A convocatória em causa visa, análise do relatório do FUNPI; Apresentação e discussão do relatório da comissão de inquérito criado no âmbito das denúncias proferidas por presidente da república, ponto três: Apresentação e análise do decreto que regulamenta a presente campanha de comercialização de castanha de caju; o quarto e último visa, analise e discussão sobre o incidente ocorrido durante a vigília entre as forças policiais e o movimento dos cidadãos conscientes e inconformados.
Para os renovadores “este atitude vem confirmar a falta de vontade e seriedade do presidente de hemiciclo, Cipriano Cassama para quem a assembleia nacional popular é um espaço de debate de ideias e de defesa dos interesses exclusivo do PAIGC”, acrescentou Batista Correia. Quanto ao ponto dois da ordem do dia que propõe a apresentação e discussão do relatório da comissão de inquérito criado no âmbito das denúncias proferidas por chefe de Estado, José Mário Vaz os renovadores ressaltam que a mesa da ANP no art. 30 do regimento não dispõe de competências de convocar e discutir tais documentos, como pretende o presidente da ANP, conforme o PRS, consubstancia a clara e ostensiva violação da lei. Expondo o ponto três, o grupo parlamentar do PRS, ressalta ao líder da ANP mais uma vez de que apenas compete a mesa da assembleia nacional popular estabelecer o projecto da ordem do dia, cintando o art. 30º, nº 1, alínea a do regimento da ANP e nunca a apresentação e análise de quaisquer documentos.

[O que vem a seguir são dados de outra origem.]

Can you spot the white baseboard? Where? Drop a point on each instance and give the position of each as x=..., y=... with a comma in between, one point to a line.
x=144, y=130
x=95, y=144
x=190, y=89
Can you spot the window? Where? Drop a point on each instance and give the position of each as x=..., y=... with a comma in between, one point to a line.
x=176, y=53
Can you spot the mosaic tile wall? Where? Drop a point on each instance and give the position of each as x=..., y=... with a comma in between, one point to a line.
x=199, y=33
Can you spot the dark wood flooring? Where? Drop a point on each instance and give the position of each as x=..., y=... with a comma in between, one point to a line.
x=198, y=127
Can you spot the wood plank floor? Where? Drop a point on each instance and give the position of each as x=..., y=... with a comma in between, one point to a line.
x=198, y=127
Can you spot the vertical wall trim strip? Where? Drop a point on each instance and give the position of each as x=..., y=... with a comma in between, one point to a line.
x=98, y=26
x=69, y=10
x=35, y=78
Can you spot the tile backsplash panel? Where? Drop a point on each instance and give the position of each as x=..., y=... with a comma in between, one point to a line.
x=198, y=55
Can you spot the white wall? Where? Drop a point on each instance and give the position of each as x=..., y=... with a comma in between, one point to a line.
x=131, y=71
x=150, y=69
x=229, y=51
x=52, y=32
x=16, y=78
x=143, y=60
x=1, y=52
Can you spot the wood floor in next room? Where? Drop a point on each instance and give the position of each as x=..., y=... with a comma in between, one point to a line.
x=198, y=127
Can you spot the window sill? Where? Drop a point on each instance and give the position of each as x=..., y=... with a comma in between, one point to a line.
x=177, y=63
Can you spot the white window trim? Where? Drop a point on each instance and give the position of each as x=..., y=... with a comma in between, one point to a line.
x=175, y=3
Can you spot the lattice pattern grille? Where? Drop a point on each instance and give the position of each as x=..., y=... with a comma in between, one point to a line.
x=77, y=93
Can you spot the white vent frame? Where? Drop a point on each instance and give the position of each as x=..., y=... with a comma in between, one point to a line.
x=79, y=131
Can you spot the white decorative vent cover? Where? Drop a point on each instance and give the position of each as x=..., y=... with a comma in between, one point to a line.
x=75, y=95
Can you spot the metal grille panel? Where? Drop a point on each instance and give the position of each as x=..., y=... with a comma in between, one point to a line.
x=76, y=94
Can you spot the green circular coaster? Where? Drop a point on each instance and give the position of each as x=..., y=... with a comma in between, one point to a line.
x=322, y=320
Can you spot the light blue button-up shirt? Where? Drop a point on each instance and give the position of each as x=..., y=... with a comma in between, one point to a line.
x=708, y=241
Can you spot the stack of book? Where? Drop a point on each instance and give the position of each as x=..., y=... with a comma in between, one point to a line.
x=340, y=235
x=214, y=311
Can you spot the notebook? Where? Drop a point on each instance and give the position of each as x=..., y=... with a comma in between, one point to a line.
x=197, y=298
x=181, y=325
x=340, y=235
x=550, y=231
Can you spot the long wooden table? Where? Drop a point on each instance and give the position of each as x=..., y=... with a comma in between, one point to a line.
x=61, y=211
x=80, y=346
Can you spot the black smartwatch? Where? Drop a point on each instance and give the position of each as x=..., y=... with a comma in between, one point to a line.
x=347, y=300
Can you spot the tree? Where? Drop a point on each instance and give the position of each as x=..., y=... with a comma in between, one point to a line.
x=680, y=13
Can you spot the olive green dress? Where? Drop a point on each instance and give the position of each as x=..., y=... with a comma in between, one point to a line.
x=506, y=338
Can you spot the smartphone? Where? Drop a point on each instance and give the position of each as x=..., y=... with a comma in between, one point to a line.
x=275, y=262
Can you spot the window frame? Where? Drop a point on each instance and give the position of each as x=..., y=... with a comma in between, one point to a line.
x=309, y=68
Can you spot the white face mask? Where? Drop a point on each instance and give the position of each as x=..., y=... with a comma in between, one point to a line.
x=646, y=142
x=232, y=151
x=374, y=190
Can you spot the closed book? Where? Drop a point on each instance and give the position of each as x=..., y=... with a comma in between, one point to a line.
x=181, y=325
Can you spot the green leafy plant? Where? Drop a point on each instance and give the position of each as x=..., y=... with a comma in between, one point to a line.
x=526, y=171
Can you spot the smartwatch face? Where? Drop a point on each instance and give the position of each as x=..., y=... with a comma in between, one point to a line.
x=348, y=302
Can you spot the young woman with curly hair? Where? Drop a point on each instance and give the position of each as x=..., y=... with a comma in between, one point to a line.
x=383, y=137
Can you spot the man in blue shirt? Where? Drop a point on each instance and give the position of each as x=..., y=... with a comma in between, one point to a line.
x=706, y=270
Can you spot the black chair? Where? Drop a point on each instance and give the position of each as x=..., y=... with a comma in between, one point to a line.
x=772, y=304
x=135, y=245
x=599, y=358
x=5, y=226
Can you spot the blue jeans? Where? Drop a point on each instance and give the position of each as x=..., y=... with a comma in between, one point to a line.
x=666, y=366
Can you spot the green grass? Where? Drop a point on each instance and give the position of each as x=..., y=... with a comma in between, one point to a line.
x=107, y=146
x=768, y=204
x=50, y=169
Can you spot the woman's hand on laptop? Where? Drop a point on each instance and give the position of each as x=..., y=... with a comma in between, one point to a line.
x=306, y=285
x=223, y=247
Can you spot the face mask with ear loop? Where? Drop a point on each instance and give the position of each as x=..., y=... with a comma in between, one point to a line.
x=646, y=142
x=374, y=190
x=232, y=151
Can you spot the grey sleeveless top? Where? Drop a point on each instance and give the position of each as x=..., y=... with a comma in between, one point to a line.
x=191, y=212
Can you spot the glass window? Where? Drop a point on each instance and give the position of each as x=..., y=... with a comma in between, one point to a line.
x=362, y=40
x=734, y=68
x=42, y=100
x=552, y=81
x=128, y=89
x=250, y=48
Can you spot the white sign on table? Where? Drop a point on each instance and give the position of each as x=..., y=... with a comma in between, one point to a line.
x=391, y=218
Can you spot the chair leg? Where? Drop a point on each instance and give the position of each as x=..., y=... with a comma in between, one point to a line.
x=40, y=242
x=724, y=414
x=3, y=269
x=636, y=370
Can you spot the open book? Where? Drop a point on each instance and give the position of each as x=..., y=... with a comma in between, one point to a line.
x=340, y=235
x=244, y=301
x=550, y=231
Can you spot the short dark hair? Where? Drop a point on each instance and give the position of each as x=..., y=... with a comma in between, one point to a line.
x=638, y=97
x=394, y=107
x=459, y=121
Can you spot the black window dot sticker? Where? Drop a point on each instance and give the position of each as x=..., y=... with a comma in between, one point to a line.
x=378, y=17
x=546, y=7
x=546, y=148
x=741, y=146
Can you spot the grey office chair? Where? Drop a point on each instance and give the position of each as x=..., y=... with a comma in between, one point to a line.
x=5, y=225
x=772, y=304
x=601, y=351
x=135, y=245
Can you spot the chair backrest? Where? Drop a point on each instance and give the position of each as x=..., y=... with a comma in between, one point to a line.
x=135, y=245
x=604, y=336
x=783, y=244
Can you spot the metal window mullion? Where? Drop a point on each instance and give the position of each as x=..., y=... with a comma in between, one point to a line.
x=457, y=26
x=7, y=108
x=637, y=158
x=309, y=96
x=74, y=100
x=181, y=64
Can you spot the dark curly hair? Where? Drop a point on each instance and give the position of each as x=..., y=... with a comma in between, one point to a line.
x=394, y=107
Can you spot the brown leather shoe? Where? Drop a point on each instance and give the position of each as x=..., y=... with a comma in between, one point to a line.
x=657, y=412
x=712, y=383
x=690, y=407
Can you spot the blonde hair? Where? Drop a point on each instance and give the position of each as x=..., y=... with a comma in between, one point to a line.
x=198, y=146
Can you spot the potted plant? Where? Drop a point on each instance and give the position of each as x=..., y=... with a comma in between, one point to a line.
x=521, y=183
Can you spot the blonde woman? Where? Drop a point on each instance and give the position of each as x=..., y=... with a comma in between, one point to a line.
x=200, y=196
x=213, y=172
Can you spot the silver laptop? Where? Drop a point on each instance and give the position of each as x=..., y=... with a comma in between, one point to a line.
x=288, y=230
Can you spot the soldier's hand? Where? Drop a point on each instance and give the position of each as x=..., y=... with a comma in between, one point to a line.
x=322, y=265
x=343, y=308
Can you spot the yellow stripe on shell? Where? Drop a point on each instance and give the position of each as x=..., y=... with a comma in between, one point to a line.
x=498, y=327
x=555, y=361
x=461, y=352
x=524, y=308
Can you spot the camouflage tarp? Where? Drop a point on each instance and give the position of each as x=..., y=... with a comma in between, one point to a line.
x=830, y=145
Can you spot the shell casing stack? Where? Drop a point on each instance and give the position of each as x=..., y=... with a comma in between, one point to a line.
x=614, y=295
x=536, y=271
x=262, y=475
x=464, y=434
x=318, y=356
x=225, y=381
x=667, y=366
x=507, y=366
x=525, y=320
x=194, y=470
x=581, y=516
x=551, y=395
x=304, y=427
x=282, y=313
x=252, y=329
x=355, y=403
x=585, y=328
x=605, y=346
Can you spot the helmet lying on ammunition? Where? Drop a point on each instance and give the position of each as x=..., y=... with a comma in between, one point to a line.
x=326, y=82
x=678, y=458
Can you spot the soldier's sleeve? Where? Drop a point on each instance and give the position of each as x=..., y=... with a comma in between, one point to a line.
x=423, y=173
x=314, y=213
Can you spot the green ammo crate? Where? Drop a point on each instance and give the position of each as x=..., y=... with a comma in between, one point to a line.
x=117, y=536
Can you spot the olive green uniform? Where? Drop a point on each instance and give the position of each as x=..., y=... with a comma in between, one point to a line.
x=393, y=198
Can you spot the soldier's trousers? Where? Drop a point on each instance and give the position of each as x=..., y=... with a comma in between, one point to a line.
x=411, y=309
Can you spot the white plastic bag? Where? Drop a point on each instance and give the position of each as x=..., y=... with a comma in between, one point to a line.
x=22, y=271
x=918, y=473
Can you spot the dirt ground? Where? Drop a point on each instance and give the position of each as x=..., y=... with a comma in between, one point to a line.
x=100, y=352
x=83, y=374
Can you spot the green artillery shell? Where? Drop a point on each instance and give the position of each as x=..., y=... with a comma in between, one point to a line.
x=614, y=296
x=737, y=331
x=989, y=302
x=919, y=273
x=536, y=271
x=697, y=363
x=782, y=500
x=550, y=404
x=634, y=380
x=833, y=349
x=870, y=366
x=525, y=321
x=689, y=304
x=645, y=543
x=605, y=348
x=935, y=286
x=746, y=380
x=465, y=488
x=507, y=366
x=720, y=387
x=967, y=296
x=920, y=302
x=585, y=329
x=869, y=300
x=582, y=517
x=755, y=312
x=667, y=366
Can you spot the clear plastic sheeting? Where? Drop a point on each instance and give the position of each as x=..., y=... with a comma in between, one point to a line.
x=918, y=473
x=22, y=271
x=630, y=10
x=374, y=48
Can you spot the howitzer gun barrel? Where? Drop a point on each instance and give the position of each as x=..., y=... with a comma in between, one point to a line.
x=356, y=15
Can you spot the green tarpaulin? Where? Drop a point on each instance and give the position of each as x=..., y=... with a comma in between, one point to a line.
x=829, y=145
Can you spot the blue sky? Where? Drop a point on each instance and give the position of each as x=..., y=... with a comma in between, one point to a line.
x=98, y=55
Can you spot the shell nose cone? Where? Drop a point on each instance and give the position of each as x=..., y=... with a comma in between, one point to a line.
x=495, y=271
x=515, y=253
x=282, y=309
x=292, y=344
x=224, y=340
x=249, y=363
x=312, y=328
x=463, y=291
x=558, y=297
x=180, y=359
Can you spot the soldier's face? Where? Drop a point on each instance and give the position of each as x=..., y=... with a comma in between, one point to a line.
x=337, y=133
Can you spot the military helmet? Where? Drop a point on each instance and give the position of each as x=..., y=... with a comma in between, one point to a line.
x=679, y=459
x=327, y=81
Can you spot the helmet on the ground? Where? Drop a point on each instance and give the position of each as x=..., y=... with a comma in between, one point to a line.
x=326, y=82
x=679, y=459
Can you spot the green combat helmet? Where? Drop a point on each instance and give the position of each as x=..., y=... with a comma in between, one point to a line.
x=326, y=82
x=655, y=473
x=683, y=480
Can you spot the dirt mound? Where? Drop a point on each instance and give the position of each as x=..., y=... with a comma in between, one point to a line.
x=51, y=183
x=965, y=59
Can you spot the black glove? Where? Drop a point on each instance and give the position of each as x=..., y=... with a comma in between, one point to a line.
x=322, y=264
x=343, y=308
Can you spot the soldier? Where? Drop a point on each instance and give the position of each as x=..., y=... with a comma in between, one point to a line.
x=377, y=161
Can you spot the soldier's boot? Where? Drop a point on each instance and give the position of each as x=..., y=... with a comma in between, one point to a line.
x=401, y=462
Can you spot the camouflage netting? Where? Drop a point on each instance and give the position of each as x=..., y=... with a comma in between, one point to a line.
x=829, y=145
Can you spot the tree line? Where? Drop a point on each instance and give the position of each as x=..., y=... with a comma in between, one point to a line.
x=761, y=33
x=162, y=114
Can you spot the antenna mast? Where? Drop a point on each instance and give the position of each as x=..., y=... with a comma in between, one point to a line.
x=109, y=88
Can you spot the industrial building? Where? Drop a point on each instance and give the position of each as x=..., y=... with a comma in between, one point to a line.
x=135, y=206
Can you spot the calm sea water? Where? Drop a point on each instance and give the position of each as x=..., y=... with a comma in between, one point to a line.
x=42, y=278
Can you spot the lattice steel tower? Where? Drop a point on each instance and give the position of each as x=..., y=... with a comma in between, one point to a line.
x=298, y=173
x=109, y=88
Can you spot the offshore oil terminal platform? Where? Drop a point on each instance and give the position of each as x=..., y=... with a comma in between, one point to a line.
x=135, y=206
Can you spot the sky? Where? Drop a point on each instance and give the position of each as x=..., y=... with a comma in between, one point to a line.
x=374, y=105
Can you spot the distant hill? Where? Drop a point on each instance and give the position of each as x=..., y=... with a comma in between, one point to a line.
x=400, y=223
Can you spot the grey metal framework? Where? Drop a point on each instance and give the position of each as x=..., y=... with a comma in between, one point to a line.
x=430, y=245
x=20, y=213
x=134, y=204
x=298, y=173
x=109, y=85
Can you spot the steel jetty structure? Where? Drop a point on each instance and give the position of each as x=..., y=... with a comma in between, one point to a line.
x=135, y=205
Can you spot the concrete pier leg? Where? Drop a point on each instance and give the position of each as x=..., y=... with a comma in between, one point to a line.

E quanto o ultimo ponto, que se refere o incidente ocorrido durante a vigília entre as forças policiais e o MCCI, o grupo parlamentar dos renovadores lamenta o sucedido, lembrando que a nossa lei fundamental consagra e assegura aos cidadãos o exercício de direito de manifestação e o de expressão enquanto direitos básicas.
Para finalizar o grupo rememora o presidente da assembleia nacional popular de que ocupa uma função nobre, pelo que deveria agir em conformidade com as leis da república.